Well, children are at school 32 hours a week and when they come home they have 2 hours before they go to bed. Most of the time they're at home they are asleep!! Do you not think the days are far too long for both the children and teachers?

mrz · 22/02/2011 19:44

magdalene judging by the complaints on MN when school is closed for training or snow etc or doesn't provide before and after school care you in a minority.

Personally I think it can be a long day for some children. Others will have spent long hours in childcare from a very young age (we have nursery aged children who are dropped off at day nurseries at 8am brought to school nursery at 8.45 by the staff go back to the day nursery at the end of the session and are picked up at 6pm by parents).
My day is much longer than the children's day and even then there isn't enough time for everything.

magdalene · 22/02/2011 19:51

But mrz schools shouldn't be used as 'free childcare'. If it is snowing and school is closed, I think it's a great excuse to have a fun day! My Year one DD still gets very tired (in reception she was so exhausted I got quite concerned) so she doesn't do any after school clubs. I send my child to school to be educated but it seems schools have had to take on the role of the parent. Teachers are now seen as social workers, nutrition experts, educators etc.
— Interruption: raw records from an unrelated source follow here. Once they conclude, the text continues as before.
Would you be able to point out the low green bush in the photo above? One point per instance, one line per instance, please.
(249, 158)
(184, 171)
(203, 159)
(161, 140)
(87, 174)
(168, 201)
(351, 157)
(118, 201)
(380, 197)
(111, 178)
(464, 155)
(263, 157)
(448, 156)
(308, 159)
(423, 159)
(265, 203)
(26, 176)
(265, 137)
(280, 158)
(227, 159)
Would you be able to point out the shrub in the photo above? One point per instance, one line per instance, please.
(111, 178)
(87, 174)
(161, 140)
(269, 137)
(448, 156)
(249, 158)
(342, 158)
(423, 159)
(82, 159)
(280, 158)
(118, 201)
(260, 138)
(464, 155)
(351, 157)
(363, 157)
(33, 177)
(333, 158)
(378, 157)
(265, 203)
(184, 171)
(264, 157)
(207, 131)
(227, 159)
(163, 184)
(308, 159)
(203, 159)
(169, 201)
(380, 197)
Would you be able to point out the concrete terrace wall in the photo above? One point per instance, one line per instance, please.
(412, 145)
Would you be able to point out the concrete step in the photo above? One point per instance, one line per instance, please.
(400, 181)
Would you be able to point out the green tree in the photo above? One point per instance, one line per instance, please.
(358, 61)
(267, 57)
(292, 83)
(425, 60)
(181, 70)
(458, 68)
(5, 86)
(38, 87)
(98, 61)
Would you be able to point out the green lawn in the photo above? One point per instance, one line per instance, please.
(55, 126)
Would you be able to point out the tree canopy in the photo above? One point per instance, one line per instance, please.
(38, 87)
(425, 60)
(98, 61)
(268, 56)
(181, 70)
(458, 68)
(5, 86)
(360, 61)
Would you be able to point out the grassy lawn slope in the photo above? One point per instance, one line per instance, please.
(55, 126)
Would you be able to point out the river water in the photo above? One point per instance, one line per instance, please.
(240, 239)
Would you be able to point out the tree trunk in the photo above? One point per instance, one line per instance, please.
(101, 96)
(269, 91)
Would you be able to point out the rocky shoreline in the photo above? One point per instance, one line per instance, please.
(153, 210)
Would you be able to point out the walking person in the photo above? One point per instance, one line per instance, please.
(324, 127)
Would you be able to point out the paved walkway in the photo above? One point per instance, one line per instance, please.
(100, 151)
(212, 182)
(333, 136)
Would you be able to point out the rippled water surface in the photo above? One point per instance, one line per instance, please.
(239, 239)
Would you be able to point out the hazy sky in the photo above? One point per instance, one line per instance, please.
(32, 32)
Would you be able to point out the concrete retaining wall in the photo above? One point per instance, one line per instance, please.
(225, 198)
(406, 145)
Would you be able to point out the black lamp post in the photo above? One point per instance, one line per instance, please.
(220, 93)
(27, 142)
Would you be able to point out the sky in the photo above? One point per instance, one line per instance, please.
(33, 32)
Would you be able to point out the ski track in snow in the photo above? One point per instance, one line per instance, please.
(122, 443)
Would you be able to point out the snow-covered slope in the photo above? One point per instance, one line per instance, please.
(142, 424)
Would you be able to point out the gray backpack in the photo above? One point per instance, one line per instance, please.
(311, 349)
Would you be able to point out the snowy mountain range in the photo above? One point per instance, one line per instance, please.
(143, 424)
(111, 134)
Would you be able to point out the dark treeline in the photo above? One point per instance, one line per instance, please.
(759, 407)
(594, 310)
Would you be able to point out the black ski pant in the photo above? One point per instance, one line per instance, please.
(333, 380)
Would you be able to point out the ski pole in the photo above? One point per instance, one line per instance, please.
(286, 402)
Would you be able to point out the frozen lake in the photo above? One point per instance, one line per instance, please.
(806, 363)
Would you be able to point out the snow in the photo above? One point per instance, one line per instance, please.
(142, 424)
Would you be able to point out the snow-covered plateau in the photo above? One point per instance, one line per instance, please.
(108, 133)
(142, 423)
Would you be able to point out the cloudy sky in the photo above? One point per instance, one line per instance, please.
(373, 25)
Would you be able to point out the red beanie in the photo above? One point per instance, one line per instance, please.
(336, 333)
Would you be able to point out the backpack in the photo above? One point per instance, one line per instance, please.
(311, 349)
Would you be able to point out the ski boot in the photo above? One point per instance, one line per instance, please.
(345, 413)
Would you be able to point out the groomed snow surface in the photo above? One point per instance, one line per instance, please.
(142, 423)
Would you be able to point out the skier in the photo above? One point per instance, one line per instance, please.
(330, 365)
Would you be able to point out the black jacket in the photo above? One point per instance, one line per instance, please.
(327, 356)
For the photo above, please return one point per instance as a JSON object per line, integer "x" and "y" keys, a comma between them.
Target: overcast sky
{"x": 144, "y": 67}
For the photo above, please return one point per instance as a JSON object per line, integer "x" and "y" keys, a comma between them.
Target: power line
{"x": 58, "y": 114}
I really enjoy spending time with my girl and I enjoy the holidays when we can relax. When I took her back to school after the christmas hols, I did feel sad.

mrz · 22/02/2011 20:04

No they shouldn't but that is the message parents have been receiving and yes I spend as much time on social care as I do teaching.

magdalene · 22/02/2011 20:13

Do you feel resentful at all mrz? I mean all that hard wok (degree and then PGCE) and to end up doing a job that two or three people could do. The workload must be massive. No wonder there is such a burnout rate amongst teachers.